Background: 5-FU based neoadjuvant chemoradiation (CRT) is the standard of care for stage 2 and 3 rectal cancer(ca). Pathologic complete responses(pCR) and downstaging have been associated with improved survival outcomes. The addition of oxaliplatin or irinotecan to neoadjuvant treatment has led to improved pCR and down staging. The feasibility and efficacy of “total” oxaliplatin therapy (pre and postop oxaliplatin) for stage 2 and 3 rectal ca patients has yet to be defined.
Objective: To determine the feasibility, toxicity and efficacy of neoadjuvant oxaliplatin, 5-FU and RT followed by surgery, with postop adjuvant modified FOLFOX6.
Methods: Single institution, single arm phase II trial of oxaliplatin 60mg/m2 weekly for 6 weeks with continuous infusion 5-FU 225 mg/m2/d1-5. Postoperative therapy consisted of mFOLFOX6 every 2 weeks for 6 cycles. Eligibility included previously untreated, histologically proven rectal cancer, T3-4N0M0 or TanyN+M0 (stage II-III).
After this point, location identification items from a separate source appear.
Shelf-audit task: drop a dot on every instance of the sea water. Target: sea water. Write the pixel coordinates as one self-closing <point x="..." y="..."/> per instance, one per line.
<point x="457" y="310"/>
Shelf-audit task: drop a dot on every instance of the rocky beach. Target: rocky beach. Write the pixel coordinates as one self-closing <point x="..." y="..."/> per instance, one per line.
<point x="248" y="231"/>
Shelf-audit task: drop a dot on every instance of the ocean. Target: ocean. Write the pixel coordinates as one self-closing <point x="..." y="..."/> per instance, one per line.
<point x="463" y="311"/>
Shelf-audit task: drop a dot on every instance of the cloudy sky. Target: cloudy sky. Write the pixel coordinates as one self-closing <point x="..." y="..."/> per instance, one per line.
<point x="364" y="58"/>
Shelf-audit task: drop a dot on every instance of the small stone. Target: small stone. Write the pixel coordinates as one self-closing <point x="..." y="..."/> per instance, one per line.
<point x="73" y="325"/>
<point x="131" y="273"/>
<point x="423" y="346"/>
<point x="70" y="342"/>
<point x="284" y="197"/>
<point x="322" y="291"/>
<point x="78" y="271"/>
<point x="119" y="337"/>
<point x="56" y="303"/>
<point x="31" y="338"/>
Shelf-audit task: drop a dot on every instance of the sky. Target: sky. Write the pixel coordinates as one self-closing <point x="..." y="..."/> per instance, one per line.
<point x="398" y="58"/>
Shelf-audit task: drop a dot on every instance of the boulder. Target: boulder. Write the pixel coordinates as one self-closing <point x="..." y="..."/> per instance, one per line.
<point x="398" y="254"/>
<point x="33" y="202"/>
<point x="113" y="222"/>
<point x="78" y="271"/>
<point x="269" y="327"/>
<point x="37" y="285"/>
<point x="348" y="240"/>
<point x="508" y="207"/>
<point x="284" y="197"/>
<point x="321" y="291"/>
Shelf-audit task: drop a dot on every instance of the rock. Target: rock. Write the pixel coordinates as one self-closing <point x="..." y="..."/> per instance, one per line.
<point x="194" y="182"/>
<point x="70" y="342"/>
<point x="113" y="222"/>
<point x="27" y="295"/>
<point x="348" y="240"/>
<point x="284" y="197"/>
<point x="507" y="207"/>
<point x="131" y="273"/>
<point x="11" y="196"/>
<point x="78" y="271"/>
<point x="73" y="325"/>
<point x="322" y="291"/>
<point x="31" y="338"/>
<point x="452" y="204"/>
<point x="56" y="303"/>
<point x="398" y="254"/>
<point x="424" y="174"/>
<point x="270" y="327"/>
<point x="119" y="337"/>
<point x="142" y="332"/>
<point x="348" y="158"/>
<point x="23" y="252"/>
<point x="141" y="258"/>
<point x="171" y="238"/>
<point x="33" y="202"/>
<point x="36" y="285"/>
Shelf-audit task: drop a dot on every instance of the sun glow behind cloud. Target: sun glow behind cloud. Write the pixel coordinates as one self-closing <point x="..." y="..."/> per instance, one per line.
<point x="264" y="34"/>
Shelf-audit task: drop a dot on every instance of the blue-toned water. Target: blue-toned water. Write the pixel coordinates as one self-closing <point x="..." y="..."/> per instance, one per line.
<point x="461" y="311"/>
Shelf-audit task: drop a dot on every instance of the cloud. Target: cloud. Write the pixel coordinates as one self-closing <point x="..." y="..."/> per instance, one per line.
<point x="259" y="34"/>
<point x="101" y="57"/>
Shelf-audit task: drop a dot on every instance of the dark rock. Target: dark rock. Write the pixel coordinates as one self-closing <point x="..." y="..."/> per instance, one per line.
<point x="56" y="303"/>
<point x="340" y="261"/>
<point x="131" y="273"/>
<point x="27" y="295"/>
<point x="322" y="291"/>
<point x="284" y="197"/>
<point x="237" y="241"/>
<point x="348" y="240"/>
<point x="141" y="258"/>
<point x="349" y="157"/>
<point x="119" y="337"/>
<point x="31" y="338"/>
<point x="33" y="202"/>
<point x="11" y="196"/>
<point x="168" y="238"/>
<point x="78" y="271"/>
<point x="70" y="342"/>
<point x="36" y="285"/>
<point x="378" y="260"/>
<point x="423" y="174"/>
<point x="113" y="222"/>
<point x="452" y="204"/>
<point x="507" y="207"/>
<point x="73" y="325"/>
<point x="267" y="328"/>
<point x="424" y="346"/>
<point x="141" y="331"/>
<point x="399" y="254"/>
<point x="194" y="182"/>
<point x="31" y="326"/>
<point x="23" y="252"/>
Results: 22 pts have been enrolled in this study with a mean follow up of 23 months, median 11 months. One died of disease prior to CRT. 13 pts have completed total oxaliplatin therapy. Prior to adjuvant therapy 2 pts dropped out: 1 from pulmonary symptoms and 1 due to asthenia. 16 pts completed neoadjuvant therapy and went on to total mesorectal excision. 3 pts attained a pCR and 13 attained downstaging. Significant toxicity has been limited to grade 3 neuropathy in 2 pts (both completely resolved), one grade 3 GI toxicity (self limited) and two grade 3 oxaliplatin hypersensitivity reactions leading to drug discontinuation during radiation therapy. 88% of intended neoadjuvant oxaliplatin dose and for those who had planned surgery, 87% of intended adjuvant oxaliplatin was delivered.
Conclusions: This updated analysis shows the feasibility of pre and post operative oxaliplatin based therapy as a multimodality approach to rectal cancer. Albeit small, our data set demonstrates encouraging pCR and tumor downstaging rates with acceptable toxicity outcomes.